Write a program that prints the numbers from 1 to 100. But for multiples of three print “Fizz” instead of the number and for the multiples of five print “Buzz”. For numbers which are multiples of both three and five print “FizzBuzz”.

Tuesday, February 21, 2012

#13 - When in St. Petersberg

That was a short break. Basically I wasn't liking the structure I was forcing myself into. Once I get a large corpus of solutions I can look into formatting, but in the mean time I will focus on stuff that entertains me, free of schedule constraints or themes.

But last Tuesday JetBrains publicly released the beta of Kotlin, their entry into the alternative not-just-JVM languages. There are several very interesting features of this language. And best of all it runs in an IDE I use on a daily basis: IntelliJ Idea. Since this will be the first of several posts, I will first present the solution that most of them will build on.

fun main(args : Array<String>) {
    for (i in 1..100) {
        when (i%15) {
            0 -> println("FizzBuzz");
            5,10 -> println("Buzz");
            3,6,9,12 -> println("Fizz");
            else -> println(i);
        }
    }
}

Instead of a switch statement Kotlin has a when statement (lines 3-8). This is for the most part syntactic sugar, but real sugar not the high fructose code syrup sold to public school programming students. At first blush it looks like changing the word when for switch and some other changes in the case blocks. And in this example, it is all the same. But it is denser and hence reads better.

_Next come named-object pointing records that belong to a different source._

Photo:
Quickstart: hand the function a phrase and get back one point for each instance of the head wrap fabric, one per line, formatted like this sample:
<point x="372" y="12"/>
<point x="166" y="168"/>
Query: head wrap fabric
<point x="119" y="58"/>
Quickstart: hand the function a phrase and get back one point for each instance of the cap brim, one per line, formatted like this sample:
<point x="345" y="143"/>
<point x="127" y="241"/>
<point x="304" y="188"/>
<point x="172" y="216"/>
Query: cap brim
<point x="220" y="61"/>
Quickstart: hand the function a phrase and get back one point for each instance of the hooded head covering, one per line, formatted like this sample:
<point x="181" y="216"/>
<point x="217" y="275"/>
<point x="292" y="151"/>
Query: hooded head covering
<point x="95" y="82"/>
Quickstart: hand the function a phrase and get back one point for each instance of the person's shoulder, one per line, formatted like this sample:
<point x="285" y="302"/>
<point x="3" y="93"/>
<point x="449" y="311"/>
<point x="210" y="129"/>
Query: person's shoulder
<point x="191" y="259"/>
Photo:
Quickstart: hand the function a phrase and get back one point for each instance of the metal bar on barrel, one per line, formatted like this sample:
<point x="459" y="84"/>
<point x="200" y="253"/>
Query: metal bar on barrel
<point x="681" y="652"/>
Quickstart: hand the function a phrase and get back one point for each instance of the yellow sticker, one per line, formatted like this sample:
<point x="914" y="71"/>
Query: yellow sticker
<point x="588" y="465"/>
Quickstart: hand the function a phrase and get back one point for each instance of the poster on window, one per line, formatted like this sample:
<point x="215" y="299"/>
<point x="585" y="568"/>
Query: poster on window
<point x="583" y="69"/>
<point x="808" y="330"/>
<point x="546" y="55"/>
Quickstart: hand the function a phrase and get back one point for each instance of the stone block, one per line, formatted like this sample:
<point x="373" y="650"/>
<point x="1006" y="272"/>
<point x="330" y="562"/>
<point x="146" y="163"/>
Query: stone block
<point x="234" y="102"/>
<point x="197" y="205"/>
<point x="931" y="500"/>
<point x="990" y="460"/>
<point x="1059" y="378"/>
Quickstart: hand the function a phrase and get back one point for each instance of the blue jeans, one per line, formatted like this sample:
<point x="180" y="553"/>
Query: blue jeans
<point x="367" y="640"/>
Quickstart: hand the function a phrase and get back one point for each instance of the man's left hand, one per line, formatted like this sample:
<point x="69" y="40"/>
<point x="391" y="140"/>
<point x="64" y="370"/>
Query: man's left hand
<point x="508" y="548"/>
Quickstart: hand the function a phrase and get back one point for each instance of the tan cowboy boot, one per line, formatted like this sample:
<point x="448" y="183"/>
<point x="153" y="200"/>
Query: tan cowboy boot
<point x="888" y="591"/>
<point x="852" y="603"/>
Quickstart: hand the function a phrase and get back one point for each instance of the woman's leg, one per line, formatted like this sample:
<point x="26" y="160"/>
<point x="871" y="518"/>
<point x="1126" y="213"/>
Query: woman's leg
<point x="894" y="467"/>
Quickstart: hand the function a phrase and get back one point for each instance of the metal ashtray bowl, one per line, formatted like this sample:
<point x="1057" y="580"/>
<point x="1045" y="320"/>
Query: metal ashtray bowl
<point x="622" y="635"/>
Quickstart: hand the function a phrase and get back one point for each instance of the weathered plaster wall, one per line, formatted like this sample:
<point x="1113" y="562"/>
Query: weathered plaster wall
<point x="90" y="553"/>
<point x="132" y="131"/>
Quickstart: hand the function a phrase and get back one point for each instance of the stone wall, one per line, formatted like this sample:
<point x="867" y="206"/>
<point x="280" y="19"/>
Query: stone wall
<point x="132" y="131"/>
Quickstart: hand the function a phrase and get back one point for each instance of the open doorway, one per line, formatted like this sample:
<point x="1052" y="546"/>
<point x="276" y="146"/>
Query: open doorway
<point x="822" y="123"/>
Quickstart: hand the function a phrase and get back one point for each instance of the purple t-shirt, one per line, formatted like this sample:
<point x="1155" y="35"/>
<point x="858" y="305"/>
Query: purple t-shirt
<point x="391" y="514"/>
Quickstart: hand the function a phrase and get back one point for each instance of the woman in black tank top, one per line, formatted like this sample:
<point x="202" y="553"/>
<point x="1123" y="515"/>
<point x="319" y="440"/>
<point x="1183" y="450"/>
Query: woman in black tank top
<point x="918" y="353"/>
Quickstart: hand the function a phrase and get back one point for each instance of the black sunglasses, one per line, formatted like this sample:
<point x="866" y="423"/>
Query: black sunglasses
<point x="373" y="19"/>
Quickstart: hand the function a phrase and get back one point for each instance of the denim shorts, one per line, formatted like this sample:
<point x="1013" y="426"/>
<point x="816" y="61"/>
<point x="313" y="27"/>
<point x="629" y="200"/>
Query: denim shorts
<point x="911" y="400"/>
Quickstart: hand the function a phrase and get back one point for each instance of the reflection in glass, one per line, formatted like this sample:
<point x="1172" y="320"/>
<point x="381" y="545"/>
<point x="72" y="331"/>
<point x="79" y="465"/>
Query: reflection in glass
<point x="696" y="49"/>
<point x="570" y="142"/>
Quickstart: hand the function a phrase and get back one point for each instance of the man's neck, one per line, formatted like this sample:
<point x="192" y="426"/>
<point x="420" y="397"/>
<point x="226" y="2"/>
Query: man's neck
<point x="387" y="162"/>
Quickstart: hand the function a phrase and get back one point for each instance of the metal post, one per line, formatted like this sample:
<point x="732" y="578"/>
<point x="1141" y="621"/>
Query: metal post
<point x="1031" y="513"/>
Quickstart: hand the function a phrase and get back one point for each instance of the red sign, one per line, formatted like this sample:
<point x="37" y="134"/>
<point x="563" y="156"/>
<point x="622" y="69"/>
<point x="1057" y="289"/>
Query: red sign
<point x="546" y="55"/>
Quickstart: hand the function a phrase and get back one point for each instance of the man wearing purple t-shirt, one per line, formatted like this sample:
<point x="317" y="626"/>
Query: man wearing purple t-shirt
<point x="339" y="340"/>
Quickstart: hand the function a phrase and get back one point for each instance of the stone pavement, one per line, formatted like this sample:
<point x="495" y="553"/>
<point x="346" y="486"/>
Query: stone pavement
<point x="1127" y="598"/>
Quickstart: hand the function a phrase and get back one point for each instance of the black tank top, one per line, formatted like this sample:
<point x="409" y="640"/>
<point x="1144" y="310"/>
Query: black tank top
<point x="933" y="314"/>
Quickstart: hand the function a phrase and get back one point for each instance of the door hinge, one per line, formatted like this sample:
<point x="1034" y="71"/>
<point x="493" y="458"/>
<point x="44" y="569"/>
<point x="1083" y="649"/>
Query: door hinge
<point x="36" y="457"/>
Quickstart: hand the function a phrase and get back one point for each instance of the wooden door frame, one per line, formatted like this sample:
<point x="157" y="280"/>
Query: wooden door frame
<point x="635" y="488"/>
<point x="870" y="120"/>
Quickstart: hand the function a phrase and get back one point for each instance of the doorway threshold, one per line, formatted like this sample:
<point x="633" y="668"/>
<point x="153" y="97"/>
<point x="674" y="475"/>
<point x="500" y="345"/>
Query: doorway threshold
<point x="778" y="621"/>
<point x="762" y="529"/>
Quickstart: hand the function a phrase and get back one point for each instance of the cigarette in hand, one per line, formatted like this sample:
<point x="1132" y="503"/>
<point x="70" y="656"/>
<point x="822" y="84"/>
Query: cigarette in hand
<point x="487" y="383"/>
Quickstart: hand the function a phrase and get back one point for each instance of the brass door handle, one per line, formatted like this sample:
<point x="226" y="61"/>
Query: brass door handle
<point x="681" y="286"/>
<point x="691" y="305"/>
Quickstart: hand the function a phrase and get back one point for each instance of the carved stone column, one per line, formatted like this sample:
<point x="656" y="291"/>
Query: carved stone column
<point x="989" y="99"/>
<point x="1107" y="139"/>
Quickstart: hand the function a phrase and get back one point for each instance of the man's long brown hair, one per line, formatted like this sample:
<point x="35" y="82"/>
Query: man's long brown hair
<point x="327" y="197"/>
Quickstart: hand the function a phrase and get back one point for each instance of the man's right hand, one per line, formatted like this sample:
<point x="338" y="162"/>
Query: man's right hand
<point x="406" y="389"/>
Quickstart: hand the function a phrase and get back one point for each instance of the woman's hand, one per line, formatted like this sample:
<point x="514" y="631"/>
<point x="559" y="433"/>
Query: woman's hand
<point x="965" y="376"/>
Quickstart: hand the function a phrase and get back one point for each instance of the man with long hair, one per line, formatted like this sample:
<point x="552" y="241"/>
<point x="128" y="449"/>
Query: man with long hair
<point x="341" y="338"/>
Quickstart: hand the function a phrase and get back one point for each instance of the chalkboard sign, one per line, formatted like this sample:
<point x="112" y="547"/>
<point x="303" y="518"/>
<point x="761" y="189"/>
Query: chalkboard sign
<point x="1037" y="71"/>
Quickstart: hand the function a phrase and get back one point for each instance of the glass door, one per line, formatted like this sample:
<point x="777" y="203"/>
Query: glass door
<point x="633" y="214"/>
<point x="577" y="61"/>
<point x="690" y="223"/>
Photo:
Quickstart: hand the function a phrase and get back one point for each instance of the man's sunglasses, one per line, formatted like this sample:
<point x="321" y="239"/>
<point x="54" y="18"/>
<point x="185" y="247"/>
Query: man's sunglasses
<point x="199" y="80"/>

First, you will not that there is no implicit fall-through. Each case statement matches up to exactly one expression (and that expression can be a multi-expression block). To fall through the rest of the switch you must explicitly use the continue statement. And even then it will simply continue to evaluate itself against the conditions rather than jump to the next block. So the old-school switch drop throughs which were the source of some mysterious bugs are not longer explicitly allowed.

Second, because of the single use structure of the blocks, multiple cases are combined into one comma-separated expression. This is possible because there is no possibility of fall-through between each label.

Finally, the default case (denoted by the else case) is required except in instances when "the compiler can prove that all possible cases are covered with branch conditions".

For this solution, I took advantage of the 15 number pattern in FizzBuzz and simply switched on the mod of 15. There is one case for a FizzBuzz, two for a Buzz, and four for a Fizz. Everything else falls into the else block. This actually reads fairly close to the text description of the problem statement.

The IntelliJ team writing Kotlin is based mostly in Russia. The name Kotlin is from the name of an island near St. Petersberg, which is not really that close to Rome.